Efficiently compute pairwise squared Euclidean distance in Matlab
Given two sets of d
-dimensional points. How can I most efficiently compute the pairwise squared euclidean distance matrix in Matlab?
Notation:
Set one is given by a (numA,d)
-matrix A
and set two is given by a (numB,d)
-matrix B
. The resulting distance matrix shall be of the format (numA,numB)
.
Example points:
d = 4; % dimension
numA = 100; % number of set 1 points
numB = 200; % number of set 2 points
A = rand(numA,d); % set 1 given as matrix A
B = rand(numB,d); % set 2 given as matrix B
The usually given answer here is based on bsxfun
(cf. e.g. [1]). My proposed approach is based on matrix multiplication and turns out to be much faster than any comparable algorithm I could find:
helpA = zeros(numA,3*d);
helpB = zeros(numB,3*d);
for idx = 1:d
helpA(:,3*idx-2:3*idx) = [ones(numA,1), -2*A(:,idx), A(:,idx).^2 ];
helpB(:,3*idx-2:3*idx) = [B(:,idx).^2 , B(:,idx), ones(numB,1)];
end
distMat = helpA * helpB';
Please note:
For constant d
one can replace the for
-loop by hardcoded implementations, e.g.
helpA(:,3*idx-2:3*idx) = [ones(numA,1), -2*A(:,1), A(:,1).^2, ... % d == 2
ones(numA,1), -2*A(:,2), A(:,2).^2 ]; % etc.
Evaluation:
%% create some points
d = 2; % dimension
numA = 20000;
numB = 20000;
A = rand(numA,d);
B = rand(numB,d);
%% pairwise distance matrix
% proposed method:
tic;
helpA = zeros(numA,3*d);
helpB = zeros(numB,3*d);
for idx = 1:d
helpA(:,3*idx-2:3*idx) = [ones(numA,1), -2*A(:,idx), A(:,idx).^2 ];
helpB(:,3*idx-2:3*idx) = [B(:,idx).^2 , B(:,idx), ones(numB,1)];
end
distMat = helpA * helpB';
toc;
% compare to pdist2:
tic;
pdist2(A,B).^2;
toc;
% compare to [1]:
tic;
bsxfun(@plus,dot(A,A,2),dot(B,B,2)')-2*(A*B');
toc;
% Another method: added 07/2014
% compare to ndgrid method (cf. Dan's comment)
tic;
[idxA,idxB] = ndgrid(1:numA,1:numB);
distMat = zeros(numA,numB);
distMat(:) = sum((A(idxA,:) - B(idxB,:)).^2,2);
toc;
Result:
Elapsed time is 1.796201 seconds.
Elapsed time is 5.653246 seconds.
Elapsed time is 3.551636 seconds.
Elapsed time is 22.461185 seconds.
For a more detailed evaluation w.r.t. dimension and number of data points follow the discussion below (@comments). It turns out that different algos should be preferred in different settings. In non time critical situations just use the pdist2
version.
Further development: One can think of replacing the squared euclidean by any other metric based on the same principle:
help = zeros(numA,numB,d);
for idx = 1:d
help(:,:,idx) = [ones(numA,1), A(:,idx) ] * ...

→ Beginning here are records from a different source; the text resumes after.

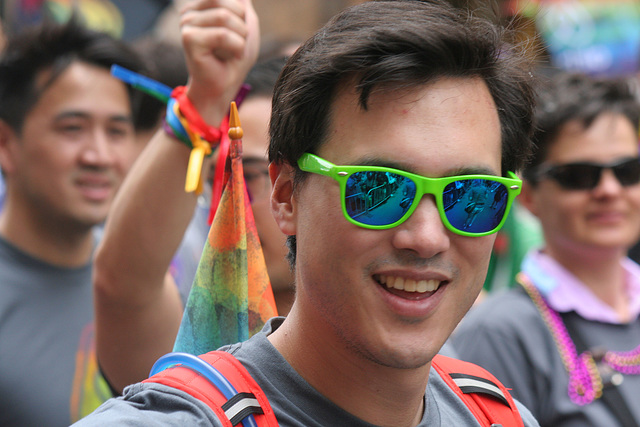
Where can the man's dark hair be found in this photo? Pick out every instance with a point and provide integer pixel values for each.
(397, 45)
(574, 97)
(53, 47)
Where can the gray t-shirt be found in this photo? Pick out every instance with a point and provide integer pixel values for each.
(294, 401)
(46, 317)
(507, 336)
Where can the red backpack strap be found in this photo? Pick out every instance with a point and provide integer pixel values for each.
(486, 397)
(219, 380)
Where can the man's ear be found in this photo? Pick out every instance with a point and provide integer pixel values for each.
(283, 205)
(7, 148)
(527, 197)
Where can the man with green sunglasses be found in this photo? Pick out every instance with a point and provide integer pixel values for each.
(383, 125)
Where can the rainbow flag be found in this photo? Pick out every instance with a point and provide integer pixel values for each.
(231, 297)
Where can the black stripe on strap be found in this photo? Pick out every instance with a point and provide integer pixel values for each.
(241, 406)
(472, 384)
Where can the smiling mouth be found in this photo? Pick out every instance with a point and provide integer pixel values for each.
(408, 285)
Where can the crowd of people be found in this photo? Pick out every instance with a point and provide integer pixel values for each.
(100, 242)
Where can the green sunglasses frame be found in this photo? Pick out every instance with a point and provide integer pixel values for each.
(435, 186)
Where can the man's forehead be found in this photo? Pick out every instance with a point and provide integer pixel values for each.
(451, 124)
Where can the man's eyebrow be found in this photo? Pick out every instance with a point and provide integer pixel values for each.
(124, 118)
(465, 170)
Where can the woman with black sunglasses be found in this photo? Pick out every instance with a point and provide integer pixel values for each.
(567, 340)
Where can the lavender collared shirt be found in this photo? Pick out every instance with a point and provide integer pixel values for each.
(564, 292)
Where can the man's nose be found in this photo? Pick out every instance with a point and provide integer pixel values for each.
(423, 232)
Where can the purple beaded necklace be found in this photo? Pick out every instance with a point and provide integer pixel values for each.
(585, 382)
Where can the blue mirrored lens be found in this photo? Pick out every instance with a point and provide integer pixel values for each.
(475, 205)
(378, 198)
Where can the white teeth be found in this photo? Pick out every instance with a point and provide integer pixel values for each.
(409, 285)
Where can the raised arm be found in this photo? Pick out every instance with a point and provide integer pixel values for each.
(138, 308)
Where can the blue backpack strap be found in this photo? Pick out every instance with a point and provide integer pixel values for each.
(219, 380)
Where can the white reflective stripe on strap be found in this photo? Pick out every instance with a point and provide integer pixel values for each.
(471, 384)
(240, 406)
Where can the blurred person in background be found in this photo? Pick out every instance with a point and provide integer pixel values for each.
(566, 339)
(66, 142)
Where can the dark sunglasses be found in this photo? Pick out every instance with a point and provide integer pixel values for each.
(586, 175)
(377, 197)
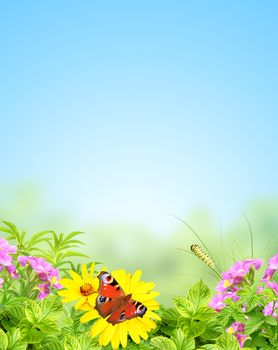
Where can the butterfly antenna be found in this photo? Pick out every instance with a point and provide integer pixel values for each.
(251, 235)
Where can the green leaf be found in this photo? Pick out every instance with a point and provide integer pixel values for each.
(88, 343)
(271, 320)
(205, 313)
(208, 347)
(32, 311)
(192, 329)
(71, 343)
(182, 342)
(163, 343)
(29, 333)
(184, 306)
(47, 326)
(254, 322)
(199, 295)
(227, 342)
(14, 340)
(3, 340)
(51, 307)
(213, 330)
(170, 316)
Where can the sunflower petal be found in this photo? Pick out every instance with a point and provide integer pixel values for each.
(92, 270)
(133, 332)
(85, 274)
(98, 327)
(91, 315)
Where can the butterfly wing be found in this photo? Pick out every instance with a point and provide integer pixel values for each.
(110, 294)
(127, 310)
(112, 301)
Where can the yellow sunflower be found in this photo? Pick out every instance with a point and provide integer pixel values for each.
(83, 288)
(136, 327)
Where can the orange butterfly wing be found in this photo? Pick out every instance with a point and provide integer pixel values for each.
(112, 301)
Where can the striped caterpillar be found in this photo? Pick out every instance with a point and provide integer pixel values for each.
(197, 251)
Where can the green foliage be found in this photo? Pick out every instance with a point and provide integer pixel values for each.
(28, 323)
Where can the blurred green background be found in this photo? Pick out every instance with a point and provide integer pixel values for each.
(116, 114)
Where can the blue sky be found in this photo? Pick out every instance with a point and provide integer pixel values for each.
(131, 110)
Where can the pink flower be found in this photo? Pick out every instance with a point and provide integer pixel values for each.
(225, 283)
(268, 274)
(256, 263)
(273, 262)
(270, 309)
(273, 285)
(44, 289)
(22, 259)
(241, 338)
(236, 327)
(231, 295)
(12, 271)
(5, 251)
(238, 271)
(217, 302)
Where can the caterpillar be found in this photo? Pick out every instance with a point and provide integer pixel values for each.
(197, 251)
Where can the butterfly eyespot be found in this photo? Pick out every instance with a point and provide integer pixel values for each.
(107, 278)
(141, 309)
(122, 316)
(102, 299)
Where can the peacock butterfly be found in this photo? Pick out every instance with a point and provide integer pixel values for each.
(113, 302)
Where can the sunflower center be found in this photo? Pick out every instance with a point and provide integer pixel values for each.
(86, 289)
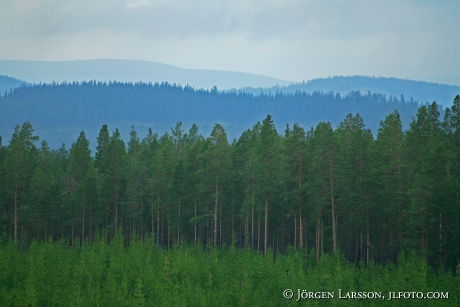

[B(:,idx)' ; -ones(1,numB)];
end
distMat = sum(ANYFUNCTION(help),3);
Nevertheless, this is quite time consuming. It could be useful to replace for smaller d
the 3-dimensional matrix help
by d
2-dimensional matrices. Especially for d = 1
it provides a method to compute the pairwise difference by a simple matrix multiplication:
pairDiffs = [ones(numA,1), A ] * [B'; -ones(1,numB)];
Do you have any further ideas?
For squared Euclidean distance one can also use the following formula
||a-b||^2 = ||a||^2 + ||b||^2 - 2<a,b>
Where <a,b>
is the dot product between a
and b
nA = sum( A.^2, 2 ); %// norm of A's elements
nB = sum( B.^2, 2 ); %// norm of B's elements
distMat = bsxfun( @plus, nA, nB' ) - 2 * A * B' ;
Recently, I've been told that as of R2016b this method for computing square Euclidean distance is faster than accepted method.